Reputation: 52952
I'm trying to get my head around this rather than just chalking it up to general voodoo.
I do an EF query and get some data back, and I .ToList()
it, like this:
IEnumerable<DatabaseMatch<CatName>> nameMatches = nameLogicMatcher.Match(myIQueryableOfCats).ToList();
Some cats appear twice in the database because they have multiple names, but each cat has a primary name. So in order to filter this down, I get all of the ids of the cats in a list:
List<int> catIds = nameMatches.Select(c => c.Match.CatId).ToList();
I then iterate through all of the distinct ids, get all of the matching cat names, and remove anything that isn't a primary name from the list, like this:
foreach (int catId in catIds.Distinct())
{
var allCatNameMatches = nameMatches.Where(c => c.Match.CatId == catId);
var primaryMatch = allCatNameMatches.FirstOrDefault(c => c.Match.NameType == "Primary Name");
nameMatches = nameMatches.Except(allCatNameMatches.Where(c => c != primaryMatch));
}
Now this code, when I first ran it, just hung. Which I thought was odd. I stepped through it, and it seemed to work but after 10 iterations (it is capped at 100 cats in total) it started to slow down and then eventually it was glacial and then hung completely.

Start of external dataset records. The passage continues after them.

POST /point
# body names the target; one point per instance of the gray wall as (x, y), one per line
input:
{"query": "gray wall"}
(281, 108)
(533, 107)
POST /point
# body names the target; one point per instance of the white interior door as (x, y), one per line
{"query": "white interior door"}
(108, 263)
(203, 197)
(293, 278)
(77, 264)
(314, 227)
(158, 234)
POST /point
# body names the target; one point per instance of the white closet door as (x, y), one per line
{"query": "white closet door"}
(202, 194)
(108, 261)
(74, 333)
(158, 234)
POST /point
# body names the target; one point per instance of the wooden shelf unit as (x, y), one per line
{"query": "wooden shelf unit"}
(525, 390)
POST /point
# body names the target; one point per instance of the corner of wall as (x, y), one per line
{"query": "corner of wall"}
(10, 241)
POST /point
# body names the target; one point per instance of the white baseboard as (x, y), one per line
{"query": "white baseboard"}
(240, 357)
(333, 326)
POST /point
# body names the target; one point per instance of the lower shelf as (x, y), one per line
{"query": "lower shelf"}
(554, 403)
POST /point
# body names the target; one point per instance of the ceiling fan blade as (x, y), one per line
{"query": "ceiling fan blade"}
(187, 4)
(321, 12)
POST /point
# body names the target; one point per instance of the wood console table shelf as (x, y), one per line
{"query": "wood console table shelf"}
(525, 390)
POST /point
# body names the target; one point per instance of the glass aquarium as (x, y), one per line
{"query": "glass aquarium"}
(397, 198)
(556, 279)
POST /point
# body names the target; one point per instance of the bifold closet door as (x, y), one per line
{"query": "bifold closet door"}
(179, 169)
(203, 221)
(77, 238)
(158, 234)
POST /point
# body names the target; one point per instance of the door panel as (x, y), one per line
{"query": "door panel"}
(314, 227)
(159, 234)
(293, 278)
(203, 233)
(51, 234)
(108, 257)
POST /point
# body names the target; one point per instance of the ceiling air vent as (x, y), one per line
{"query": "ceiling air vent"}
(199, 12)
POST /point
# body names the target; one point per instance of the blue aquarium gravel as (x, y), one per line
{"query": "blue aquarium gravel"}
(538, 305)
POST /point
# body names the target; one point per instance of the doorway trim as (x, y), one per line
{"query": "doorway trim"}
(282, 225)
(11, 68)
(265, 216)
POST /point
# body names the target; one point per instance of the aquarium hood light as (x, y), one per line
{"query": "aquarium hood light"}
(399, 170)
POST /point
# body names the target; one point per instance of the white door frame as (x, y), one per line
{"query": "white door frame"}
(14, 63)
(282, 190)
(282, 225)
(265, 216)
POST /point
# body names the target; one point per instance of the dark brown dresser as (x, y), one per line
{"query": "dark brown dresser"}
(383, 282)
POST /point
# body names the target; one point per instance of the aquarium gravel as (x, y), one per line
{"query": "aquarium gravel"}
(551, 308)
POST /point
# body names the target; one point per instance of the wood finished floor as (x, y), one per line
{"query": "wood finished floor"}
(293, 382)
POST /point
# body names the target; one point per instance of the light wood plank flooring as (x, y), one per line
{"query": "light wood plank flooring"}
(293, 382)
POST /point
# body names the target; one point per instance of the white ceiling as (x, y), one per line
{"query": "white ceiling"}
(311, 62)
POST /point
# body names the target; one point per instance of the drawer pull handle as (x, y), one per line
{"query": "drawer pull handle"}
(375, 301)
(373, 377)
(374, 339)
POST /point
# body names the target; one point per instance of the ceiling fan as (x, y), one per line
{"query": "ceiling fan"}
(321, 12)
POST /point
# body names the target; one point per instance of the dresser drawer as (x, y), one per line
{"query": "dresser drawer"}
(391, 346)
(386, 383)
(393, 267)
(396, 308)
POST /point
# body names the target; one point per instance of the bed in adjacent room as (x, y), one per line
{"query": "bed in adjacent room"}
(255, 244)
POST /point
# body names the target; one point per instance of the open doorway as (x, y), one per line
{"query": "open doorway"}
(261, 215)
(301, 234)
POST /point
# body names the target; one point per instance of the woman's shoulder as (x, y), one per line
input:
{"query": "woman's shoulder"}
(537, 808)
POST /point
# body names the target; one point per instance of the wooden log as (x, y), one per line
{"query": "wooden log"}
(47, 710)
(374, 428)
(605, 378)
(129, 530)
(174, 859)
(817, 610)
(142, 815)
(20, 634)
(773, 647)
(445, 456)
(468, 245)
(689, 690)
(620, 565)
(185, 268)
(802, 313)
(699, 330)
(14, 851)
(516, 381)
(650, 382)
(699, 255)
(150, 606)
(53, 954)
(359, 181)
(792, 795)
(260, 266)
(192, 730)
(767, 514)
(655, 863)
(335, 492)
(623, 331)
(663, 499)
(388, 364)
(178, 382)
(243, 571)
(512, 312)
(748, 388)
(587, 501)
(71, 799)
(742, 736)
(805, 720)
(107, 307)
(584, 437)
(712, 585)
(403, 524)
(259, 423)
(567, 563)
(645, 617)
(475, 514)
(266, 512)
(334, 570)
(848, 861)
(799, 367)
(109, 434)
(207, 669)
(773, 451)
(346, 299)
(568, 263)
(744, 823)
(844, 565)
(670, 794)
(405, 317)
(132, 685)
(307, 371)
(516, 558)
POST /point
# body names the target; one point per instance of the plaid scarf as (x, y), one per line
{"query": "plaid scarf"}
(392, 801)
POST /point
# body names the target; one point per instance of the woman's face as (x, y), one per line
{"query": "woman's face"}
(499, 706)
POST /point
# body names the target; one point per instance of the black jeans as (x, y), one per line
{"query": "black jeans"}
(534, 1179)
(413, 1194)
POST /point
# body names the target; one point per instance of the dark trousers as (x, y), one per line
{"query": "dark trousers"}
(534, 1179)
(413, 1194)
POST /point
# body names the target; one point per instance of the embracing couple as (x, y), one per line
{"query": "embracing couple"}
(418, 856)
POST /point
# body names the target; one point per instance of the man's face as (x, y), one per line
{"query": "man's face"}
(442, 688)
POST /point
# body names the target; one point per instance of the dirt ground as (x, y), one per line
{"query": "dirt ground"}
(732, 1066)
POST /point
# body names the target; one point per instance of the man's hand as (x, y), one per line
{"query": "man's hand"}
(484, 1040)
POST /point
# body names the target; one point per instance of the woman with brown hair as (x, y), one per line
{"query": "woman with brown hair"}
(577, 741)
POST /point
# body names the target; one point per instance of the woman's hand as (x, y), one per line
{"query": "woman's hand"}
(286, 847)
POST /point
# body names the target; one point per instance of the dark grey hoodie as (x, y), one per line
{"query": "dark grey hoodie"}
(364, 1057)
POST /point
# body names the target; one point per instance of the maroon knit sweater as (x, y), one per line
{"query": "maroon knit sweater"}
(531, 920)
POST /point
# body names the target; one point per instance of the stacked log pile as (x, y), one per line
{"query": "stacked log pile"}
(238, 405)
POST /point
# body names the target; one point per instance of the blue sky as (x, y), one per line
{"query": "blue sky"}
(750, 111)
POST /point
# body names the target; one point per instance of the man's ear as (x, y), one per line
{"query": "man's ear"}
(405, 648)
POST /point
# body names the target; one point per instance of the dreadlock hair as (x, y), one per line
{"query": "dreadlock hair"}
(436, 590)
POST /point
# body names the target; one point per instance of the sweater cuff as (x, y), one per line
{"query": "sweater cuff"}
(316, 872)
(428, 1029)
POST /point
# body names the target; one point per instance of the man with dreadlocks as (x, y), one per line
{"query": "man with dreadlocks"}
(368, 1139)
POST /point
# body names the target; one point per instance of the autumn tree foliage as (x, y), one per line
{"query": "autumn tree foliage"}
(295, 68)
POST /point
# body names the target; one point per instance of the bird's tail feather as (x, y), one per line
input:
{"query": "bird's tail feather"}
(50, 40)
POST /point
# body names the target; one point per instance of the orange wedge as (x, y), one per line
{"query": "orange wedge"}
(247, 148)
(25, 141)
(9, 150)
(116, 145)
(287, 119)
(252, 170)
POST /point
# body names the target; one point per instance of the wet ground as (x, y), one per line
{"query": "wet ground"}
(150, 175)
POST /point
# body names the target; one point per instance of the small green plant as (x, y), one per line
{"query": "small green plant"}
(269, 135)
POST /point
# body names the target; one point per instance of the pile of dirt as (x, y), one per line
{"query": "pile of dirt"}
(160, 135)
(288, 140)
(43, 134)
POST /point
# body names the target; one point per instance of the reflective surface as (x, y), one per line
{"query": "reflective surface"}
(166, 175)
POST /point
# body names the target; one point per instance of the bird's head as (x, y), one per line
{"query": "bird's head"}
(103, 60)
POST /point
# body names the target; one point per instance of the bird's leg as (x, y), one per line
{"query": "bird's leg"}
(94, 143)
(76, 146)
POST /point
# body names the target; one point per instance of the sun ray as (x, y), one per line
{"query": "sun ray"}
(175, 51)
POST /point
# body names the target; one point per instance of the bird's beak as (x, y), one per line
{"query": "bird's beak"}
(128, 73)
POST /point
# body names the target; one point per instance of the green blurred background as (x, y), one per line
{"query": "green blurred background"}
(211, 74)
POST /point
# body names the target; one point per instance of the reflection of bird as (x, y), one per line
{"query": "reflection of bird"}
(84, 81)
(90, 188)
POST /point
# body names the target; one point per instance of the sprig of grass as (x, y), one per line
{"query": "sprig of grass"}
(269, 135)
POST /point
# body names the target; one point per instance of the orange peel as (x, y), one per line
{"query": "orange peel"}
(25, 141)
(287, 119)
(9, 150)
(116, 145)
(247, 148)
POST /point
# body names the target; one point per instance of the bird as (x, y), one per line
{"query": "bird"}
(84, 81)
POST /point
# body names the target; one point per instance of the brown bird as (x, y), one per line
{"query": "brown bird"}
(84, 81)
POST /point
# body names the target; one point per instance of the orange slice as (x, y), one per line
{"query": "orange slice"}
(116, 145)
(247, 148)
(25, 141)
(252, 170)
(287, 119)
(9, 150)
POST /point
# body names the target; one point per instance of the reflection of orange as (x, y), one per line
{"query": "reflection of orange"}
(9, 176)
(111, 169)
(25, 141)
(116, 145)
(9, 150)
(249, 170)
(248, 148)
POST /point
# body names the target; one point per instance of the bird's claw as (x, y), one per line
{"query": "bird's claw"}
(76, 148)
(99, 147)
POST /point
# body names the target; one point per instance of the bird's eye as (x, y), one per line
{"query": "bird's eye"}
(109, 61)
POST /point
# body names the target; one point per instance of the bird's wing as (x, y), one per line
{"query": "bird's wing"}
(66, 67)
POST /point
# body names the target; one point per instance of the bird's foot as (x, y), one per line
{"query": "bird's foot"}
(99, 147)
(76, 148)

I thought maybe it was doing some intensive database work by mistake, but the profiler shows no SQL executed except that which retrieves the initial list of cat names.
I decided to change it from IEnumerable
of nameMatches to a List
, and put the appropriate .ToList()
on the last line. It worked instantly and perfectly after I did this.
The question I'd like to ask is, why?
Upvotes: 2
Views: 167
Reputation: 21723
Without the ToList()
you are building up in nameMatches
a nested chain of IEnumerable
s awaiting delayed execution. This might not be so bad, except you are also calling FirstOrDefault
on each iteration which will execute the chain. So on iteration number n, you are executing the filter operations contained in the loop n-1 times. If you had 1000 distinct cats, the Linq chain is getting executed 1000 + 99 + ... + 1 times. (I think you have something that is O(n³)!)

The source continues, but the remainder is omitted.